Month: May 2020

  • Twitter vs. Facebook

    There’s a real difference between Twitter and Facebook, and I don’t mean in features, but in morals. Twitter, the smaller by far of the two, has (finally) applied its fact checking and terms-abiding features to the likes of US President Donald Trump, making him throw both a tantrum and an executive order (here dissected by The Verge). Facebook on the other hand doesn’t want to censor anything, which sounds nice but feels shady, especially since Founder and CEO Mark Zuckerberg says:

    We believe that if a post incites violence, it should be removed regardless of whether it is newsworthy, even if it comes from a politician.

    That sort of clashes with Trump’s way of saying and doing things, and how his loyal fans have a tendency to harass and threaten. Facebook is in the wrong here, but Twitter is dangerously close to falling off their high horse. While it’s good to fact check and enforce policies on the US President, that now has to go for the whole platform. It’s unlikely any of this will end well.

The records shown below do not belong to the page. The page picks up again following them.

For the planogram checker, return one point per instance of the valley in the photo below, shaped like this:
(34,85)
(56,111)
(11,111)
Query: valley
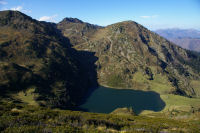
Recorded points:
(73,76)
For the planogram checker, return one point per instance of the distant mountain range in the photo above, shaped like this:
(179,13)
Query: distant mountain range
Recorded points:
(60,62)
(186,38)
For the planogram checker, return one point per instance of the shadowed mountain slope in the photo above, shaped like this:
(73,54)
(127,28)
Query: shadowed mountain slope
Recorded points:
(35,56)
(131,56)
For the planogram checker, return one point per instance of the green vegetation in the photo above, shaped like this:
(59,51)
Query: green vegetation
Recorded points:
(25,118)
(35,54)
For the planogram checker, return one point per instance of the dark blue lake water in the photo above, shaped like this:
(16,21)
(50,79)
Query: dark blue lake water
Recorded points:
(105,100)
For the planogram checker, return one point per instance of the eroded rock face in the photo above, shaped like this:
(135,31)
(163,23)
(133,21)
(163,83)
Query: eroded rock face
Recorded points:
(131,56)
(35,54)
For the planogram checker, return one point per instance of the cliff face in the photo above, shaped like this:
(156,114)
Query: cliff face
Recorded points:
(35,56)
(131,56)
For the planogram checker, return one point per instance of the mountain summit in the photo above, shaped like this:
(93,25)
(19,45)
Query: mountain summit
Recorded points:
(131,56)
(37,61)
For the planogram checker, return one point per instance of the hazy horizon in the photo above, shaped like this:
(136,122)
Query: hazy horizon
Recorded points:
(153,14)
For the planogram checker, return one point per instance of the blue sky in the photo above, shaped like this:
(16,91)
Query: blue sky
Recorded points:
(153,14)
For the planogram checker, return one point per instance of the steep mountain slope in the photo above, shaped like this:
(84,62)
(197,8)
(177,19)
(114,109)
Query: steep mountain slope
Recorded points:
(37,63)
(188,39)
(130,56)
(77,30)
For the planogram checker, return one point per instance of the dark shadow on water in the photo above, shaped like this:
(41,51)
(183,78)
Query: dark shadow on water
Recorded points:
(105,100)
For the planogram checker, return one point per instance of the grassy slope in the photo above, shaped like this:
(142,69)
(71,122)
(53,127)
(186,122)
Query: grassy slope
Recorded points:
(23,118)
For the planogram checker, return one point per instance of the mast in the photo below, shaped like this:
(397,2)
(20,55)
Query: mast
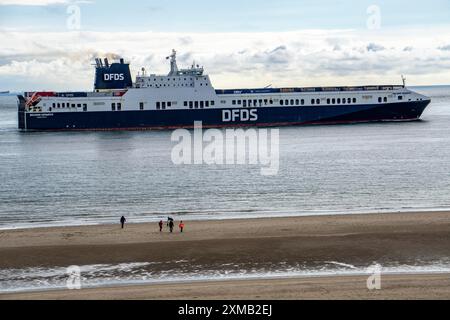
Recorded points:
(173,63)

    ⚡️ See also: My Socia Needia essay, and Services I’m Quitting.

  • Bruce Sterling bids farewell to Beyond the Beyond

    Beyond the Beyond, the blog by Bruce Sterling hosted by Wired, is shutting down this month. It’s been a staple for the blogosphere, so it makes me sad to see it go. Read the farewell post, and – if you were a passenger on the ride – take this moment to reminisce a bit. Also, how nuts is it that Wired didn’t pay for all that content?

  • Social Needia

    Social Needia

    All arguments over and done, we stand on different sides of the barricades. Either you believe the claims of corporations making money selling your data – words, photos, videos, dreams – or you don’t.

    I don’t.

    It all boils down to trust and you pick who you choose to believe. Just don’t tell me you haven’t been bothered by the ads you see on Facebook and Instagram, that everything doesn’t feel a tad uncanny. Because it is uncanny, weird, and – dare I say – plain wrong.

    We’ve been had, and we don’t want to see it, because we need it. Now more than ever.